- Edition SonarQube Enterprise
- Version 22.214.171.124424
- SonarScanner 126.96.36.1990
- Client OS Windows Server 2016 14393.5356
I want to set up my developers to use the SonarScanner to scan their .Net and Java applications from their machines (Windows Server 2016).
We use a PIV card to sign on to our local SonarQube server so we do not use a password but when I navigate to the page to create a token, it asks for a password. How can my developers obtain a token so they can use the SonarScanner?
Is there a way to use the scanner without a token and have it connect to our local SonarQube server using the PIV card for authentication?
I am guessing that this means your users aren’t actually logged in – can you discuss more about how you enabled authentication via a PIV card? Once you’re logged in, you shouldn’t be asked to authenticate again unless your session expires / the user logs out.
When I navigate to create a token, I enter these pages:
1 - Click my account - https://SQ/sonar/account
2 - Click security - https://SQ/sonar/account/security/
3 - Enter token name and click generate -
It is at #3 that I am prompted for an id/pwd.

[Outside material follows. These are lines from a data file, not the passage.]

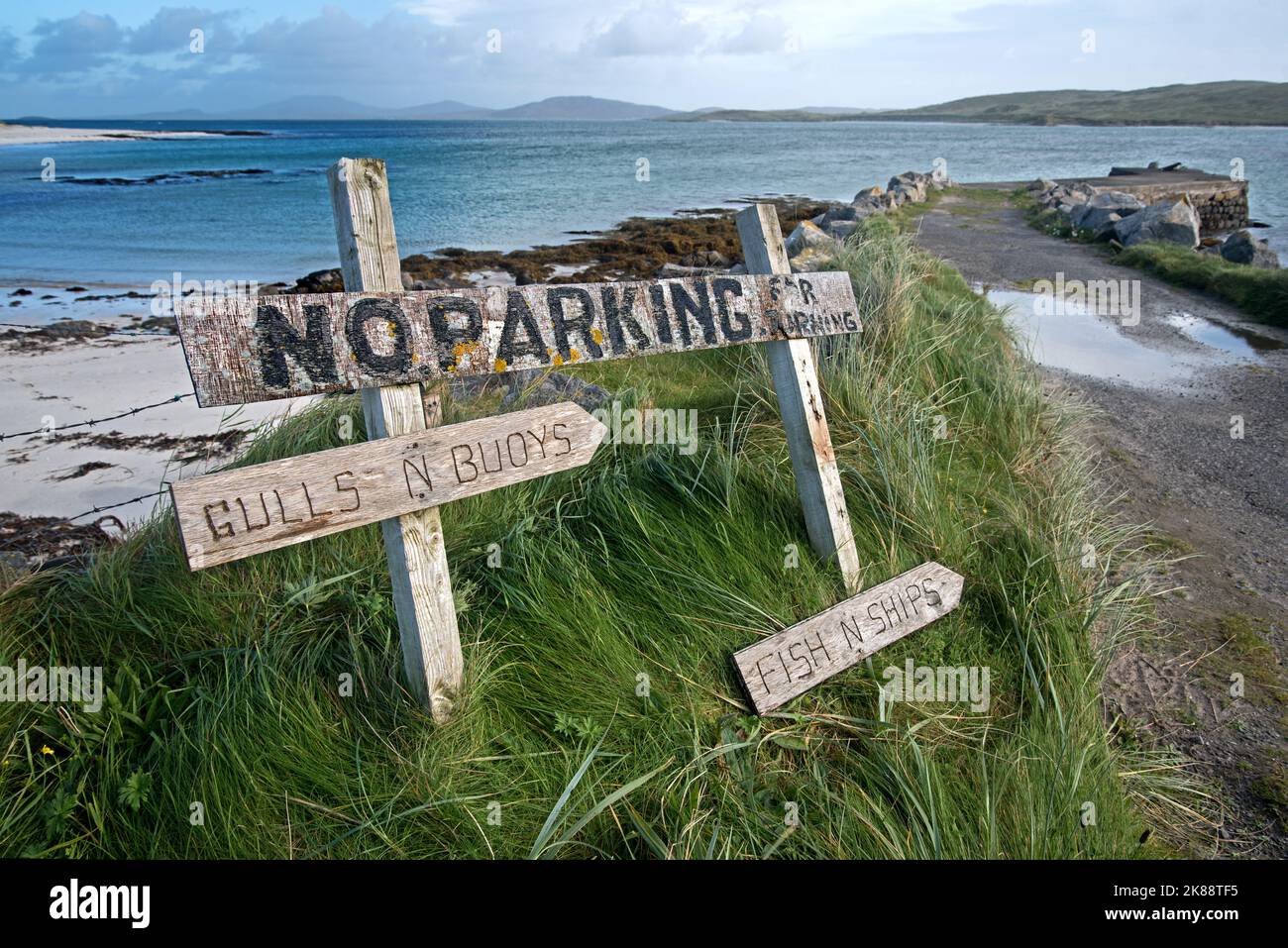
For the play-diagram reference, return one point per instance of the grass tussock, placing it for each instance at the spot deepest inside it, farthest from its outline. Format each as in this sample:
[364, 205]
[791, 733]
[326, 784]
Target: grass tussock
[600, 716]
[1262, 294]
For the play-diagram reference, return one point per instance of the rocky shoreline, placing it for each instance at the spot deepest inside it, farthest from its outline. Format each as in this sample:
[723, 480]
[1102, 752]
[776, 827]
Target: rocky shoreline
[691, 243]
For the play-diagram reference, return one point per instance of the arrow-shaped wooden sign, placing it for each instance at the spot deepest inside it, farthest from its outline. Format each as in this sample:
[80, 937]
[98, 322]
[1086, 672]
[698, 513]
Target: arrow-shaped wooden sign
[248, 510]
[777, 669]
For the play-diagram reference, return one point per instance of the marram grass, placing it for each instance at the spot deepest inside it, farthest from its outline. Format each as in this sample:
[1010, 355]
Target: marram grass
[600, 716]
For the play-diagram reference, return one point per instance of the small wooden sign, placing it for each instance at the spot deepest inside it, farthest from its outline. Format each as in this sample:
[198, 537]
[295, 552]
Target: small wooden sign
[254, 348]
[239, 513]
[777, 669]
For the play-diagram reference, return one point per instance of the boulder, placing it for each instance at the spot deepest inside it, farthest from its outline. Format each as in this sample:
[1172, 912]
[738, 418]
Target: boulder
[814, 258]
[910, 187]
[806, 236]
[1103, 211]
[536, 386]
[704, 258]
[1173, 222]
[1244, 249]
[910, 179]
[841, 211]
[874, 204]
[840, 230]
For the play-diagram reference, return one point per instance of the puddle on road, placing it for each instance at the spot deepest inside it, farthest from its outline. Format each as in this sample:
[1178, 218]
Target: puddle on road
[1077, 340]
[1086, 344]
[1240, 343]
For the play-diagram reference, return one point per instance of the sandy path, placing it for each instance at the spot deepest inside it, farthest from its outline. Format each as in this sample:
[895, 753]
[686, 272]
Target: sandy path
[1170, 455]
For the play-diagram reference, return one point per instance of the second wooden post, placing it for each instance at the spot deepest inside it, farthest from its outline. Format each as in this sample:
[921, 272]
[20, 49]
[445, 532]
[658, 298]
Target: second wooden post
[413, 543]
[800, 401]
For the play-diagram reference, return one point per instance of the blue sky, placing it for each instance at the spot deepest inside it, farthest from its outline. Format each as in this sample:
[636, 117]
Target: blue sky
[86, 58]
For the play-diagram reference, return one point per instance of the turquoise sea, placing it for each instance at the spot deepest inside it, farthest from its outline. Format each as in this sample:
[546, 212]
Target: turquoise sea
[513, 184]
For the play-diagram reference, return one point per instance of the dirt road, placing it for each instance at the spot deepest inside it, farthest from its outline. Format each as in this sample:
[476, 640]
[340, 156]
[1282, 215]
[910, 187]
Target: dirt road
[1202, 456]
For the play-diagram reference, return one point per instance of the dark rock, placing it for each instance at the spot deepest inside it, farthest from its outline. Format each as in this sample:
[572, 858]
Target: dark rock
[1241, 248]
[537, 386]
[1167, 223]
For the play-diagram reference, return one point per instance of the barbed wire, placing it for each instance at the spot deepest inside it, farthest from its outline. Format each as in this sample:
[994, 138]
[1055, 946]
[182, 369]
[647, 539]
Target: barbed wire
[110, 333]
[90, 423]
[114, 506]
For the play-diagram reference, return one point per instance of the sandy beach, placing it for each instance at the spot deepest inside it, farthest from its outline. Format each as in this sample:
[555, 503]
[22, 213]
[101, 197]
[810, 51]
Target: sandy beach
[63, 473]
[43, 134]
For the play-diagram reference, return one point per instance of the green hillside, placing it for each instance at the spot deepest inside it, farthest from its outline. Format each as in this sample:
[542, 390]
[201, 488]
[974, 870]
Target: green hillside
[1207, 103]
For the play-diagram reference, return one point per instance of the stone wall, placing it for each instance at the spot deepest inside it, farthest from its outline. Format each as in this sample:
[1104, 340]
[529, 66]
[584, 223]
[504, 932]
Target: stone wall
[1222, 205]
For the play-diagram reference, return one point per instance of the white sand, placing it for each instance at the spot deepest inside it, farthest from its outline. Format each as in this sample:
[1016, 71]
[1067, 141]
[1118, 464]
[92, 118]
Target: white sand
[40, 134]
[93, 378]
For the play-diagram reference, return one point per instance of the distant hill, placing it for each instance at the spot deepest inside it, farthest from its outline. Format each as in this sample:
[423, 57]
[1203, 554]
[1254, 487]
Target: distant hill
[1206, 103]
[754, 115]
[581, 108]
[336, 108]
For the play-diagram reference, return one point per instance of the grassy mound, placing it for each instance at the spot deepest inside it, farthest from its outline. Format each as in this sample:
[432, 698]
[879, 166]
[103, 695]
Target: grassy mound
[1260, 292]
[600, 716]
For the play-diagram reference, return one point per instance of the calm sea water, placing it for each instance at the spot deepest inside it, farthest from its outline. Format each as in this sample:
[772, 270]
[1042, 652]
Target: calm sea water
[513, 184]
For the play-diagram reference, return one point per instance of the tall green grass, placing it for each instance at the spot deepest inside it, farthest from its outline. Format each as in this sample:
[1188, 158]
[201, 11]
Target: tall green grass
[600, 715]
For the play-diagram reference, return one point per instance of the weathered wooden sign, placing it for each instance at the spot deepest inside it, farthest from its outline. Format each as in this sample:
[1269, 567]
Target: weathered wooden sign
[239, 513]
[385, 342]
[777, 669]
[253, 348]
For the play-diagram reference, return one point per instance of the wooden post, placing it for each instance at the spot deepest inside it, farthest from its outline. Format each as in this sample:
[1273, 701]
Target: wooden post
[413, 543]
[800, 401]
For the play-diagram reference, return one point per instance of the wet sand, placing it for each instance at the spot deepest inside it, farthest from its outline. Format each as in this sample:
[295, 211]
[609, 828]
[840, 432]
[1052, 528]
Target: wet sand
[42, 134]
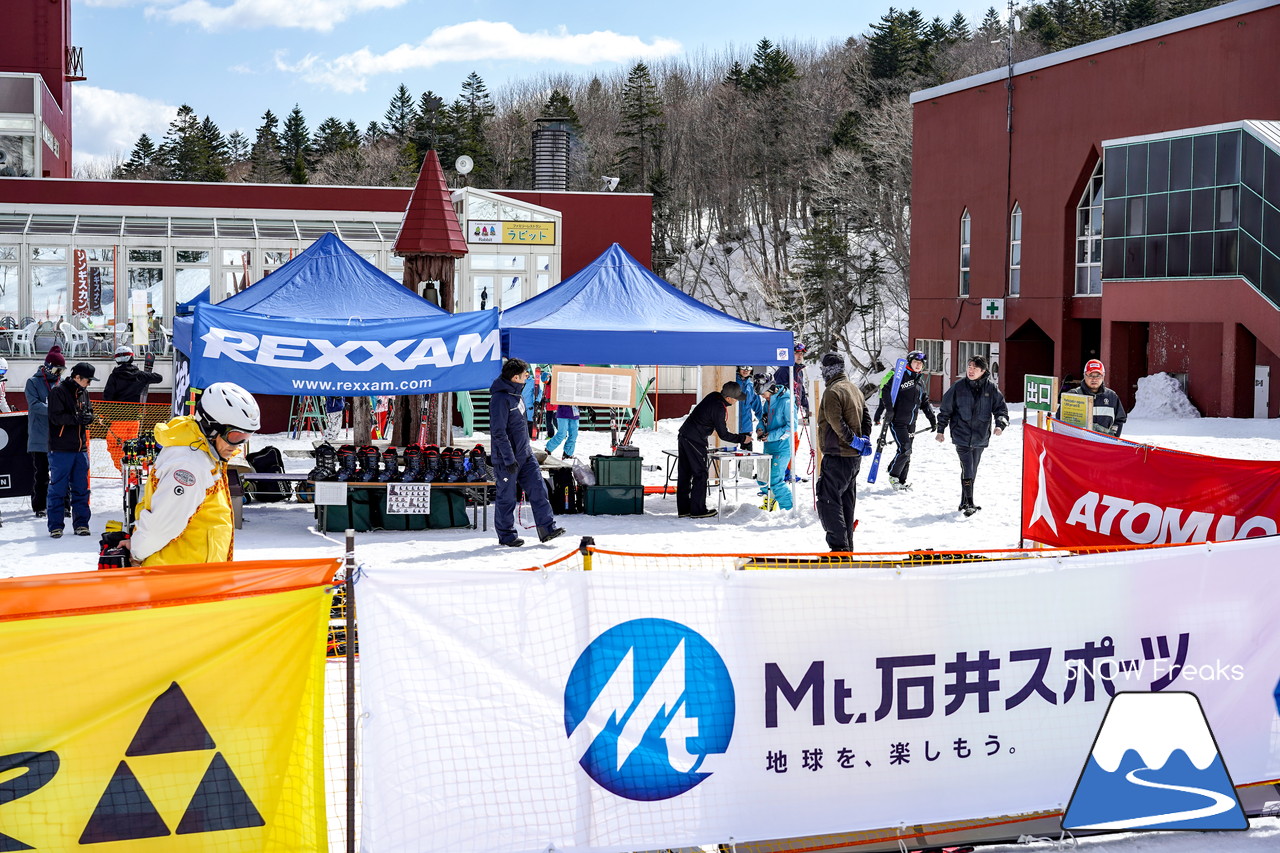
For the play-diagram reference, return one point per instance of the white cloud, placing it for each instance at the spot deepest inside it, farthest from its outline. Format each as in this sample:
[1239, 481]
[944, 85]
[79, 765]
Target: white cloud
[251, 14]
[474, 41]
[108, 123]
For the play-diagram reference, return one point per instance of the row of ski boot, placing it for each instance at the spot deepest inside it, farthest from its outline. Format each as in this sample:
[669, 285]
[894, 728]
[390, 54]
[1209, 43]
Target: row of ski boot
[430, 464]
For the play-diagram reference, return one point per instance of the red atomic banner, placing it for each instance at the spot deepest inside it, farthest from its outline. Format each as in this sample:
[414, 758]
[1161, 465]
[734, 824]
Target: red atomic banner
[1083, 492]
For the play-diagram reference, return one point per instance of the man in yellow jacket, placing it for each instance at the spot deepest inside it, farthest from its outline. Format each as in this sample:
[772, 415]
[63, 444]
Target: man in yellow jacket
[186, 515]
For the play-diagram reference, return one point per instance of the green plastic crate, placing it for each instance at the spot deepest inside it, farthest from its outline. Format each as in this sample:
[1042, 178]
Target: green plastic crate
[615, 500]
[616, 470]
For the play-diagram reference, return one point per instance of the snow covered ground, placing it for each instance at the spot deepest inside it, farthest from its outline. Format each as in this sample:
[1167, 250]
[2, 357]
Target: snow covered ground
[888, 520]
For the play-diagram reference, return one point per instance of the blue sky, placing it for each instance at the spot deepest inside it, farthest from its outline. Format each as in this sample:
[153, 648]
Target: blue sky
[233, 59]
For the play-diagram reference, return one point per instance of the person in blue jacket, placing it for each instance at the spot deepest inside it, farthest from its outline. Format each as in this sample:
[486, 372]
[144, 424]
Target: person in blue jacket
[37, 425]
[750, 409]
[531, 393]
[566, 433]
[513, 457]
[776, 433]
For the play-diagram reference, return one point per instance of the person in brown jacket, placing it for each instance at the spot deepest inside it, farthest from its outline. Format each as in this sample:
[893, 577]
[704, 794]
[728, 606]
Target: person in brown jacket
[844, 425]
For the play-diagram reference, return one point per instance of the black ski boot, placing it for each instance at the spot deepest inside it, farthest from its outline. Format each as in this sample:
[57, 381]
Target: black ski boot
[432, 465]
[457, 470]
[368, 459]
[391, 466]
[347, 464]
[478, 469]
[412, 471]
[967, 498]
[327, 464]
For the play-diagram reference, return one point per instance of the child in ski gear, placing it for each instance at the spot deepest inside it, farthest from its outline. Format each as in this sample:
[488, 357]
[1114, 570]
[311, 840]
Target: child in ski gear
[1109, 414]
[37, 425]
[531, 392]
[707, 418]
[913, 397]
[776, 433]
[69, 415]
[794, 379]
[127, 381]
[749, 409]
[844, 424]
[186, 514]
[969, 407]
[566, 433]
[513, 459]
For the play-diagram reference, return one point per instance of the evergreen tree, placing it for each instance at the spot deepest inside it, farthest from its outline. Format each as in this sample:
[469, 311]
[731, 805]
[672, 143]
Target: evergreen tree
[1139, 13]
[187, 153]
[296, 155]
[640, 129]
[237, 146]
[958, 28]
[264, 158]
[398, 118]
[472, 112]
[142, 163]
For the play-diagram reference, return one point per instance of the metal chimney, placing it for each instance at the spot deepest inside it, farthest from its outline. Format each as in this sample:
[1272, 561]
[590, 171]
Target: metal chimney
[551, 153]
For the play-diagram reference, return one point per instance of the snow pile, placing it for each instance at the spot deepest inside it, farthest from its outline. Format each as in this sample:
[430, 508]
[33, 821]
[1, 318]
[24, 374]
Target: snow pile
[1161, 397]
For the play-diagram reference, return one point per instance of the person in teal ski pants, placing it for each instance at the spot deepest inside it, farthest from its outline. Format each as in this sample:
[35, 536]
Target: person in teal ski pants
[776, 432]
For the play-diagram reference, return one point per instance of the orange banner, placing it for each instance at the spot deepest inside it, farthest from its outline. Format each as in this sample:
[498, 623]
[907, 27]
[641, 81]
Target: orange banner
[114, 589]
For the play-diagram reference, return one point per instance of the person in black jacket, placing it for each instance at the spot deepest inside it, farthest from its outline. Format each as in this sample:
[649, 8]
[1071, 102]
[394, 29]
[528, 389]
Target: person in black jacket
[513, 459]
[69, 415]
[127, 381]
[913, 397]
[707, 418]
[969, 407]
[1109, 414]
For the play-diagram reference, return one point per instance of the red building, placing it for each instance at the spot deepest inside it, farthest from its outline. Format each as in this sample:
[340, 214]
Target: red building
[1118, 200]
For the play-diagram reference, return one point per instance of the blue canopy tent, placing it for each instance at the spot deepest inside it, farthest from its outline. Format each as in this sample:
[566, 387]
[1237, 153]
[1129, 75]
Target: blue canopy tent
[617, 311]
[332, 323]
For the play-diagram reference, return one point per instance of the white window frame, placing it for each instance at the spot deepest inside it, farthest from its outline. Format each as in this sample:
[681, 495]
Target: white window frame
[932, 349]
[969, 349]
[1088, 237]
[1015, 251]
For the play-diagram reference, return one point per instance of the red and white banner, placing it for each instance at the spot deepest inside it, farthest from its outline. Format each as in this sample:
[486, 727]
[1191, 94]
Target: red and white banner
[1080, 492]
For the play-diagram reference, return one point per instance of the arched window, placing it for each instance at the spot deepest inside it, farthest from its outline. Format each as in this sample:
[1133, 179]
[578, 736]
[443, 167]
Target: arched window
[1088, 237]
[1015, 250]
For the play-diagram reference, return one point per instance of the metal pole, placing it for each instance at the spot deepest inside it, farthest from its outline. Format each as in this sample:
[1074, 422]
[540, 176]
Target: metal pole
[351, 688]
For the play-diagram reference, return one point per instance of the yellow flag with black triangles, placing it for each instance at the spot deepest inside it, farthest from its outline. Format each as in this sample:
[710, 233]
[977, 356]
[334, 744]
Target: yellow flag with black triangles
[176, 711]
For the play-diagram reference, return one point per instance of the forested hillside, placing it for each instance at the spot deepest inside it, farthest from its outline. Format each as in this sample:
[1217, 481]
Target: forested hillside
[781, 181]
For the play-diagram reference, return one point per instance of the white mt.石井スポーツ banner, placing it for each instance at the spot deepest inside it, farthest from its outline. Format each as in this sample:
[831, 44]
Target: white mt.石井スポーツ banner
[621, 710]
[339, 357]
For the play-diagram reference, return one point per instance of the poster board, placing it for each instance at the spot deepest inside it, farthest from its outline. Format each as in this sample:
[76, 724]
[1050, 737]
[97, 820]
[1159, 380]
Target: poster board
[1077, 410]
[1038, 396]
[577, 386]
[408, 498]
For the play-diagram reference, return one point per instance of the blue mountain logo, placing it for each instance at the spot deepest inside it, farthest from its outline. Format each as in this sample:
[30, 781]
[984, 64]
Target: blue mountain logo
[1155, 766]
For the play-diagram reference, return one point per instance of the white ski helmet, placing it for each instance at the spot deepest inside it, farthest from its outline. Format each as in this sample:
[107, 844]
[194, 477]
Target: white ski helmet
[224, 406]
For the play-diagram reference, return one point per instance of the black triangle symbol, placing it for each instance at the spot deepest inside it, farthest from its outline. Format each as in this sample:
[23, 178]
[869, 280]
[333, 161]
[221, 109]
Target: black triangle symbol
[124, 812]
[170, 725]
[219, 803]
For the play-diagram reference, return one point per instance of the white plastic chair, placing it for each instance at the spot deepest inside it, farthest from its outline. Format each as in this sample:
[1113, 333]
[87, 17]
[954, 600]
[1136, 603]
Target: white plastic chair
[24, 340]
[76, 338]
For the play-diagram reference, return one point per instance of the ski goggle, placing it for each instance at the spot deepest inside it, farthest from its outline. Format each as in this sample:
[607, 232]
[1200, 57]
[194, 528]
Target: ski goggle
[234, 437]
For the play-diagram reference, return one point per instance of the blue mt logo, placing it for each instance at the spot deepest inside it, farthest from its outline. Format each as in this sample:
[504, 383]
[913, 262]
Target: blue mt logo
[647, 702]
[1155, 766]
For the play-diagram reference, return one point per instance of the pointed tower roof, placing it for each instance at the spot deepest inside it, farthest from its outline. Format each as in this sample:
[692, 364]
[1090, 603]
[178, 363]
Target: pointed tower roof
[430, 227]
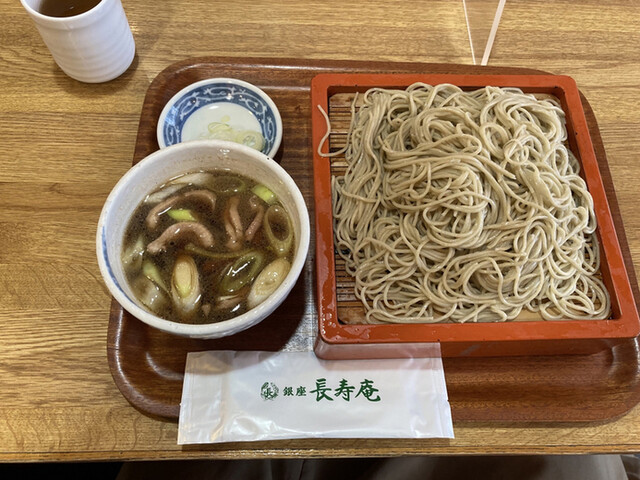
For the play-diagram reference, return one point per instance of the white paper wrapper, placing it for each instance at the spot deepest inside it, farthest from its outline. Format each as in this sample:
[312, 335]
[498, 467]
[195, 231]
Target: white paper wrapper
[231, 396]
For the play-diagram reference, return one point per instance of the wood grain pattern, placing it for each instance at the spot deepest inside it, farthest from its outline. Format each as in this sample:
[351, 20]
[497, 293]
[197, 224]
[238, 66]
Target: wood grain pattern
[65, 144]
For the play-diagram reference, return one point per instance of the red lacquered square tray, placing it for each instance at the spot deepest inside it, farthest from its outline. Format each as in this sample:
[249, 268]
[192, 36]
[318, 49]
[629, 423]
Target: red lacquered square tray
[338, 339]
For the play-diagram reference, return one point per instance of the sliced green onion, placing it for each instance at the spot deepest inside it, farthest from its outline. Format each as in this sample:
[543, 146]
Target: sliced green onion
[278, 229]
[185, 286]
[182, 215]
[265, 194]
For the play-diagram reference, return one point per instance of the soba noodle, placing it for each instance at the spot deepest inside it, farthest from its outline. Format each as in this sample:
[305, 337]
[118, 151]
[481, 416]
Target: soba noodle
[465, 207]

The page title is “Log in to SonarQube” and contains a field for Login and Password.
So I agree it appears that I’m logged out of SQ at this point, why else would I be brought to a page titled “Log in to SonarQube”? But I can still access all of the SQ components (projects, q-gates, q-profiles, rules, etc.) from that same browser tab without being prompted for my PIV PIN as I would had this been a new browser tab.
So I will check with the team managing our SQ to see if they can help with this. Thank you for your help.